Midnight Cowboy

on June 16, 1969 by BOXOFFICE Staff
How the mass audience is going to react to this United Artists release is anybody's guess, since it can honestly be said there's never been anything quite like it. "Midnight Cowboy" in DeLuxe Color graphically depicts the sordid world of New York's male prostitutes, a nightmare country of fading youth and bartered sex that is as harrowing as anything yet seen on theatre screens. At its core, however, it's also a compassionate, brutally touching love story about two men, both emotional cripples, who discover their real need for each other too late. Dustin Hoffman, almost unrecognizable as the sickly Ratso Rizzo, appears for the first time since "The Graduate," and newcomer Jon Voight here makes what may well be the most impressive motion picture debut in history. Together they are sensational, with director John Schlesinger ("Darling") capturing the horror and cruelty of the New York underground with a chilling exactness and evoking such outstanding performances from a large supporting cast that the film is bound to be the most discussed work of the year. So much of it is so good that space doesn't allow mention of all the talents involved, but "Midnight Cowboy" is quite a film and one that looms as an adult attraction of truly blockbuster proportions.

Dreaming of easy money, Joe Buck (Jon Voight) leaves his Texas home and heads for New York where he plans to sell his stud services to wealthy ladies. First fleeced, then befriended, by the diseased and down-and-out Ratso Rizzo (Dustin Hoffman), Buck finds the going rougher than he expected. He takes to the 42nd Street movie balconies and their homosexual clientele where he remembers his hometown girl friend and a gang-rape of both of them by a pack of toughs. Ratso dreams of recovering his health in Florida and the two men share a mutual understanding and need that goes deeper than they know of. After running with assorted New York types, including socialite Brenda Vaccaro, Buck sadistically beats up a pathetic old homosexual to get money for the trip to the South.
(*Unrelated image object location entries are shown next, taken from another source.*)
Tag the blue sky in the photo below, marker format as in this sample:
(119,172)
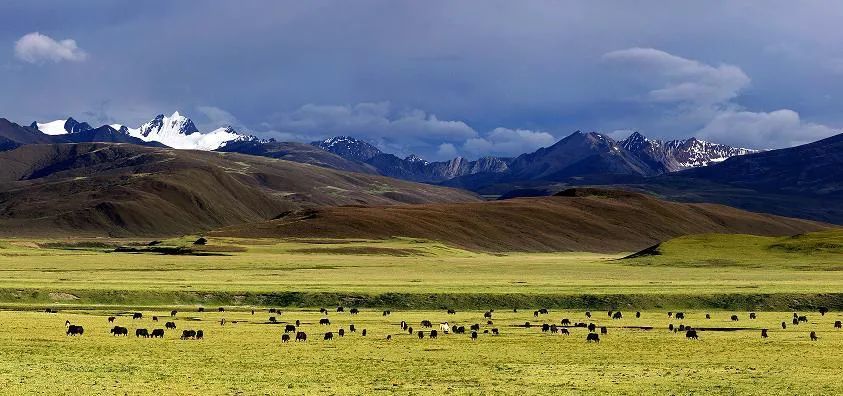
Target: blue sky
(435,78)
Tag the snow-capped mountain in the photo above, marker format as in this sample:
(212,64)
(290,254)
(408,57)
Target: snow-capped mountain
(63,127)
(176,131)
(675,155)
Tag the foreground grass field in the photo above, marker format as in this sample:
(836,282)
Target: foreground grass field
(86,281)
(314,273)
(247,357)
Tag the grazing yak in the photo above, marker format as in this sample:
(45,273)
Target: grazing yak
(119,330)
(73,330)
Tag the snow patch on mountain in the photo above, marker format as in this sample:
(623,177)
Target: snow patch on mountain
(53,127)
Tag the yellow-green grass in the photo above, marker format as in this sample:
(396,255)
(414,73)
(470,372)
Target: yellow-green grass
(248,358)
(425,274)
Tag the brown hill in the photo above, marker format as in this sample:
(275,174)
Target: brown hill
(579,220)
(126,190)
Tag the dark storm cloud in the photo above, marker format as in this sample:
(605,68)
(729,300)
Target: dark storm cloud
(436,78)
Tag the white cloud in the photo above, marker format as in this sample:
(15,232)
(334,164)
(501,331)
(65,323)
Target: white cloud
(680,79)
(763,130)
(508,142)
(375,121)
(446,151)
(37,48)
(218,117)
(695,93)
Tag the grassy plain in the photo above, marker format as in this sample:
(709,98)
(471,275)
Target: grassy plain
(247,357)
(86,282)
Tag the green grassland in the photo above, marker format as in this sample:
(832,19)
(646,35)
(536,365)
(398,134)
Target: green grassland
(86,281)
(729,272)
(247,357)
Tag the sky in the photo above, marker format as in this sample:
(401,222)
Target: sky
(435,78)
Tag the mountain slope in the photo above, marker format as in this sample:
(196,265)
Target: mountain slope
(676,155)
(15,133)
(579,220)
(128,190)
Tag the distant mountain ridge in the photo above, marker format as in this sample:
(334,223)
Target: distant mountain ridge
(176,131)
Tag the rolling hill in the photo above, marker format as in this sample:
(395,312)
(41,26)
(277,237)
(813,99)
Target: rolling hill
(97,189)
(576,220)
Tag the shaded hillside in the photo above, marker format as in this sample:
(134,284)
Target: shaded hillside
(586,220)
(124,190)
(296,152)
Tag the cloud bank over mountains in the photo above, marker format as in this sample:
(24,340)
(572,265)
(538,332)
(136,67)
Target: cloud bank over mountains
(433,78)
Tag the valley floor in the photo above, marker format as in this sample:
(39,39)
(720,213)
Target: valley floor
(86,281)
(248,357)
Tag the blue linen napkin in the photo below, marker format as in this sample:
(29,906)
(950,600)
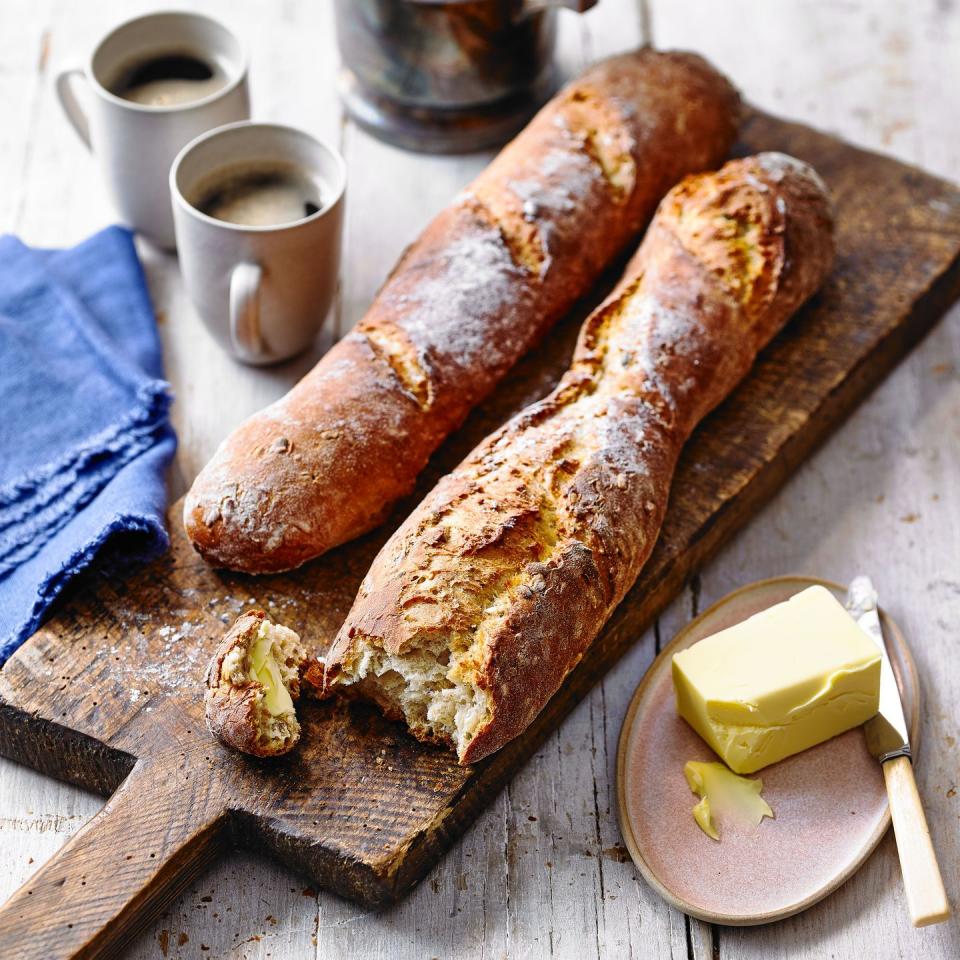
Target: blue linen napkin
(84,429)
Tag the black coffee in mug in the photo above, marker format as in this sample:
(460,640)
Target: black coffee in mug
(259,194)
(169,79)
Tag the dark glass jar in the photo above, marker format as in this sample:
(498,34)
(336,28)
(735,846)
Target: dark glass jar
(449,75)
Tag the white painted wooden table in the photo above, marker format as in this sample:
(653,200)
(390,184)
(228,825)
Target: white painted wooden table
(543,872)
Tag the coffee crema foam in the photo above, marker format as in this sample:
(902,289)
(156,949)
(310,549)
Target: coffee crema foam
(259,194)
(169,80)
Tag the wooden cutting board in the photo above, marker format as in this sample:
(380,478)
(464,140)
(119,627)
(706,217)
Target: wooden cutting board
(108,695)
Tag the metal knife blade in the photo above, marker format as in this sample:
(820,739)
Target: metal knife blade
(886,733)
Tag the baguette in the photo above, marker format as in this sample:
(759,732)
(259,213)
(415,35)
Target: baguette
(493,589)
(485,280)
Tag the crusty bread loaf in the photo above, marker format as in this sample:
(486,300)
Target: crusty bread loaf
(485,280)
(493,589)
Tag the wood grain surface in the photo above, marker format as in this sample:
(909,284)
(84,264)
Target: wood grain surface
(109,689)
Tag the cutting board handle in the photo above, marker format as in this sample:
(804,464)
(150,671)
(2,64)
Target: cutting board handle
(121,869)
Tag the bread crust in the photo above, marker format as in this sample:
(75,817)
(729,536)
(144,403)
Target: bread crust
(481,285)
(516,559)
(231,708)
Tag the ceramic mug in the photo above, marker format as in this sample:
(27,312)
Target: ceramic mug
(135,143)
(262,291)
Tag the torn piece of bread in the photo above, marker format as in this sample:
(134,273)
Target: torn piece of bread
(253,682)
(493,589)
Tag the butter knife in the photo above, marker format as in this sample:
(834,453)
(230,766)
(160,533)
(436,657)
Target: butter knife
(889,741)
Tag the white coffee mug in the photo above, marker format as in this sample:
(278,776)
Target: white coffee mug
(135,143)
(262,291)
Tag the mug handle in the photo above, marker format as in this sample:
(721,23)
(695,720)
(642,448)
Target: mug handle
(245,311)
(71,105)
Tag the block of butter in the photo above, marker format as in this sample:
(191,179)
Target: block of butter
(784,680)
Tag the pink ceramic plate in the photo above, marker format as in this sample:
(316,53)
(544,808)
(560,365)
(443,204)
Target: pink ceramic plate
(830,803)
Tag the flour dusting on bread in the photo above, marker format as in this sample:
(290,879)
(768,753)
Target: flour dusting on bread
(492,590)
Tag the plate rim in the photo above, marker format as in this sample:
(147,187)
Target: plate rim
(626,831)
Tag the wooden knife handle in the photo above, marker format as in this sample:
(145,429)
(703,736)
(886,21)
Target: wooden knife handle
(921,873)
(117,872)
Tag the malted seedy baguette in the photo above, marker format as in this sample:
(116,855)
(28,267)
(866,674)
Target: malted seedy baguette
(485,280)
(493,589)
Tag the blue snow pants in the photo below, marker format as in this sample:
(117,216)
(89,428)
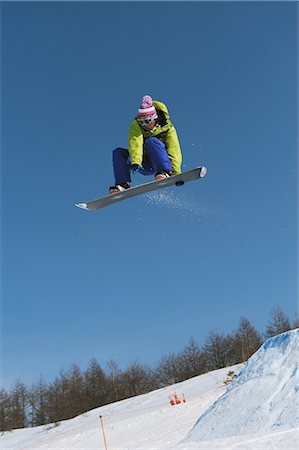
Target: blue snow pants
(155,160)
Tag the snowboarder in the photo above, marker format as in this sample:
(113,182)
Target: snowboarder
(154,148)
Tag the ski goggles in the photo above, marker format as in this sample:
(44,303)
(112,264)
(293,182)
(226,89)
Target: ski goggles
(144,121)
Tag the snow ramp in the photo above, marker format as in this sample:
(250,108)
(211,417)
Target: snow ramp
(263,398)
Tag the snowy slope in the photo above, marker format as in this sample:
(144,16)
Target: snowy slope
(257,412)
(263,398)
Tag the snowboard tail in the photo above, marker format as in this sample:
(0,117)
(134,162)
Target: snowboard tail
(175,180)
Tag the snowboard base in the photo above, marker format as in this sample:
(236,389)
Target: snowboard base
(175,180)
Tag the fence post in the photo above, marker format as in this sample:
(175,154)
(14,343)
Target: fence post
(103,431)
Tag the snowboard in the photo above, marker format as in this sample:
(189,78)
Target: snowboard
(174,180)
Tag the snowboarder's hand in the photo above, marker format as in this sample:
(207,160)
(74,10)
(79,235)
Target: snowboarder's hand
(135,168)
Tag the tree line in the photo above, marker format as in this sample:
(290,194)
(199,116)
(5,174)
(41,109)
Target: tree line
(76,391)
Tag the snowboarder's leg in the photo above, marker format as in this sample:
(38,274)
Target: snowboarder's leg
(121,166)
(158,155)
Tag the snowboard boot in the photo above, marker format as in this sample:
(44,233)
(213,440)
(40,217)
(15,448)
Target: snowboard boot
(119,188)
(161,175)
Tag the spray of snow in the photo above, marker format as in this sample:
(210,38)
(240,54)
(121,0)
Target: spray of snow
(177,201)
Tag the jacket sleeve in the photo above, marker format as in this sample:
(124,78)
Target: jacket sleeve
(174,150)
(135,143)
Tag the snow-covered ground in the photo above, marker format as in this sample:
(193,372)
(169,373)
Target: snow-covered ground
(258,411)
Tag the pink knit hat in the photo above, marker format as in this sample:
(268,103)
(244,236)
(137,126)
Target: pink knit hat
(146,109)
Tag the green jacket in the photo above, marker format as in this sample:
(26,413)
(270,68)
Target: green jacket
(166,132)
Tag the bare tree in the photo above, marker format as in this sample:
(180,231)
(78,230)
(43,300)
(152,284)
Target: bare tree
(137,379)
(218,349)
(246,341)
(95,385)
(279,323)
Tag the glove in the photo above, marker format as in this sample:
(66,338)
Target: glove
(135,168)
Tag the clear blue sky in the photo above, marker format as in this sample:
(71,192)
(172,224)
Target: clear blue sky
(138,279)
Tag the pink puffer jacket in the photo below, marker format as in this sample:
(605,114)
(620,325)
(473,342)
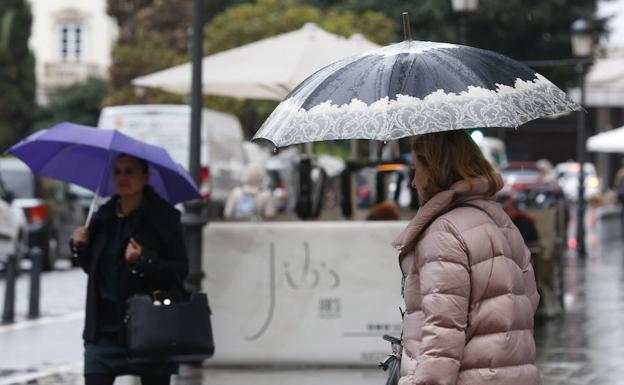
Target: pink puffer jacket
(469,292)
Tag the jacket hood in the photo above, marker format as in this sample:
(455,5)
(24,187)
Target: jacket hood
(460,192)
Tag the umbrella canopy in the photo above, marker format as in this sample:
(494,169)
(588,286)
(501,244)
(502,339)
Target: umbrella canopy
(608,141)
(84,155)
(266,69)
(413,88)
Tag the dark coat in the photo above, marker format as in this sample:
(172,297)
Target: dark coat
(163,265)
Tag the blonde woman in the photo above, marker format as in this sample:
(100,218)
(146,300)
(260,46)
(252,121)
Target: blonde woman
(469,286)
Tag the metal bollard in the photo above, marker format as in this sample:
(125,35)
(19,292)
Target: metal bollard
(36,259)
(8,313)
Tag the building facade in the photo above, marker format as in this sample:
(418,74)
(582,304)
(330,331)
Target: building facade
(72,41)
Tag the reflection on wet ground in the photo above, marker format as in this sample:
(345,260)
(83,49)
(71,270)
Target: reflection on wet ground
(586,345)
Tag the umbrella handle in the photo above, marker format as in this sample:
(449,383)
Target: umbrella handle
(97,193)
(92,208)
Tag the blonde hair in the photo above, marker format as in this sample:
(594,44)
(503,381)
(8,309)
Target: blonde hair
(449,157)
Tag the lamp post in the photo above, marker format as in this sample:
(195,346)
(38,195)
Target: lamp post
(582,46)
(194,218)
(463,8)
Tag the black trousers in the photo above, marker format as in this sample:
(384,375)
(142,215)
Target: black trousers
(108,379)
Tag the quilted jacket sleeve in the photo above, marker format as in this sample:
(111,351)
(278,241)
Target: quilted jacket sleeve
(528,276)
(445,288)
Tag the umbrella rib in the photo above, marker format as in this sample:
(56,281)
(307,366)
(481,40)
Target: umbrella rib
(276,92)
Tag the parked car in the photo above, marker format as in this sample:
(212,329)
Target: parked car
(51,209)
(567,175)
(13,231)
(522,176)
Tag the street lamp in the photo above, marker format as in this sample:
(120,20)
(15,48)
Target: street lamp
(463,8)
(582,42)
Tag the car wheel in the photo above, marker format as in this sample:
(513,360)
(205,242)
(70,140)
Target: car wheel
(50,255)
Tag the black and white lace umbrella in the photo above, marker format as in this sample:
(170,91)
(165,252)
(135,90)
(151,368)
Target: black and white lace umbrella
(411,88)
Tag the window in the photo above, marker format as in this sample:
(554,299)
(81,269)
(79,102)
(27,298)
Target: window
(71,36)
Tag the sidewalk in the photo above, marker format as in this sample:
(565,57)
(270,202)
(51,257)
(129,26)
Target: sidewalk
(583,347)
(586,345)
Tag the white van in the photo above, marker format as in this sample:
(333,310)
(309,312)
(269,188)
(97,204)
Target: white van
(168,126)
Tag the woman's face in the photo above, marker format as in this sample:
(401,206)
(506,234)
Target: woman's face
(421,175)
(128,177)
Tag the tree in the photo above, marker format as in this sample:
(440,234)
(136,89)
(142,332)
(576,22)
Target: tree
(17,72)
(78,103)
(249,22)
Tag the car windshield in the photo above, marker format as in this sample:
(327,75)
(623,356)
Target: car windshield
(20,183)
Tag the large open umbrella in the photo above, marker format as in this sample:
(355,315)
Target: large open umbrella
(411,88)
(265,69)
(84,156)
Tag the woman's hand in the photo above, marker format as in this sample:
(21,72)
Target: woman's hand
(80,235)
(133,251)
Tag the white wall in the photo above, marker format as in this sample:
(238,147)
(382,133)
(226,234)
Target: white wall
(99,33)
(314,293)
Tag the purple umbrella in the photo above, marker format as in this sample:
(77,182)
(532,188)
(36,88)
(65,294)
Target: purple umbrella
(84,155)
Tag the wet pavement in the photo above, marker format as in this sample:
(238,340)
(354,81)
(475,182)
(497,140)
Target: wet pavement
(585,346)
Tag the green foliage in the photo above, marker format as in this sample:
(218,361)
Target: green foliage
(79,103)
(155,37)
(245,23)
(17,72)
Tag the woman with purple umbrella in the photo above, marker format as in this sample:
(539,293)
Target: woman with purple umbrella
(133,245)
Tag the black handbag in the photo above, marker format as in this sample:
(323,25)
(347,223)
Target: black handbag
(163,330)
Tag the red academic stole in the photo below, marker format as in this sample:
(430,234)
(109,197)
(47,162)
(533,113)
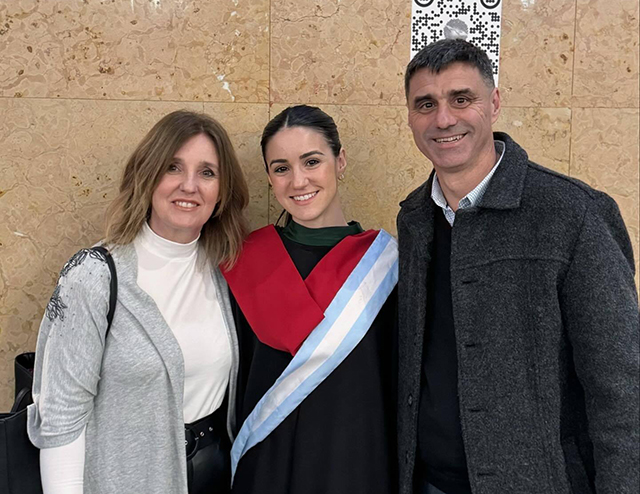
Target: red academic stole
(281,307)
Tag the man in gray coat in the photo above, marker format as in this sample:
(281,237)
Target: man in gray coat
(518,337)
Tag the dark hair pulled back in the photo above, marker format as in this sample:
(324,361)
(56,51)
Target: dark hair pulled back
(310,117)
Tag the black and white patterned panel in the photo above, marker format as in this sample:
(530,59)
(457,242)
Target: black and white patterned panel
(477,21)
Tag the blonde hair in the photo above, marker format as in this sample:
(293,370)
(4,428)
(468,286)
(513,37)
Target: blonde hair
(222,235)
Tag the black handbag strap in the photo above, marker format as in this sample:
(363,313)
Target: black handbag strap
(113,291)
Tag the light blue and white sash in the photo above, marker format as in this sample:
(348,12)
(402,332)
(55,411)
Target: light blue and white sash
(346,321)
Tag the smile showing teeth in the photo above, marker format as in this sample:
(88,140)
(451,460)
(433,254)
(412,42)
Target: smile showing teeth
(449,139)
(304,197)
(184,204)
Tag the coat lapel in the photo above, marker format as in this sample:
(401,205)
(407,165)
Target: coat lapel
(143,308)
(415,236)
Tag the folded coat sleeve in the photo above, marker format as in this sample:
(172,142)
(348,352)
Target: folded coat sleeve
(600,311)
(69,352)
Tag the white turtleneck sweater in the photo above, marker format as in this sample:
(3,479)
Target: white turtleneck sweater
(182,288)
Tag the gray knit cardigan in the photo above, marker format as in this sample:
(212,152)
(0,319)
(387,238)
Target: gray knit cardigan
(127,388)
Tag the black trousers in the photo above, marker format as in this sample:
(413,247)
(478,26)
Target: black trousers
(208,448)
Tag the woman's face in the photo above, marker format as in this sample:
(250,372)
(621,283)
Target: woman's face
(188,191)
(304,175)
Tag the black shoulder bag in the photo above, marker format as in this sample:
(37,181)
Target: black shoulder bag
(19,459)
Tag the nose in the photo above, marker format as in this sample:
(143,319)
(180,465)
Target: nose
(445,117)
(300,179)
(189,182)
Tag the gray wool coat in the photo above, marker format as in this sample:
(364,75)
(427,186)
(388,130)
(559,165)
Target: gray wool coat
(545,313)
(127,388)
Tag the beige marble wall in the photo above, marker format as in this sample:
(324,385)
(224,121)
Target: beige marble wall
(82,80)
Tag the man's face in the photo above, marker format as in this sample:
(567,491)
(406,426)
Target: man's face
(450,114)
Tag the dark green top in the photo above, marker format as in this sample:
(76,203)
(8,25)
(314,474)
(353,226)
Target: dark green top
(319,237)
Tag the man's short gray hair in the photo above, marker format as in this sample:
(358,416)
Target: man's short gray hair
(439,55)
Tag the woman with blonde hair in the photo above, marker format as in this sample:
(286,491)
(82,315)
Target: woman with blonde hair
(111,403)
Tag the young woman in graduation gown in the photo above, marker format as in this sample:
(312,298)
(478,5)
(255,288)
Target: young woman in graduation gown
(314,303)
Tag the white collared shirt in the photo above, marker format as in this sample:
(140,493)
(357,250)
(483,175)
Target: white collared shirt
(472,198)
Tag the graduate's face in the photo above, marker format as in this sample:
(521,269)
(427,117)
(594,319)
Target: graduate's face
(303,172)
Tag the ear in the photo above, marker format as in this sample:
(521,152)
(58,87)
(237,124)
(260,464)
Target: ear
(341,161)
(495,104)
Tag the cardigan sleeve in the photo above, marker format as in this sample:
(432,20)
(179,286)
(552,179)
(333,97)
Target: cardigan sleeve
(600,311)
(69,352)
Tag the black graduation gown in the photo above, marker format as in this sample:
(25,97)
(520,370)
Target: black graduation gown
(341,439)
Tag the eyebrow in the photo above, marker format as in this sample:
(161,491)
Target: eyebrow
(302,156)
(202,163)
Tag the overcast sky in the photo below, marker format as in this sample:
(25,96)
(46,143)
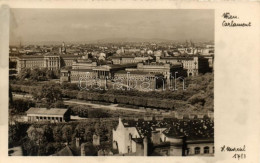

On the bus, shortly after the Florida border is passed, Ratso dies, and Joe Buck is left holding the body of his friend and facing an empty future.

With the story and treatment, the appearance of Dustin Hoffman and the debut of a new star (Jon Voight) this picture has more than enough going for it. Word-of-mouth should be sensational, and review quotes more than adequate to arouse interest. Music in the film has real selling potential.

Dustin Hoffman is Ratso Rizzo... Jon Voight is the cowboy. He sold himself to the highest bidder! United Artists 119 mins.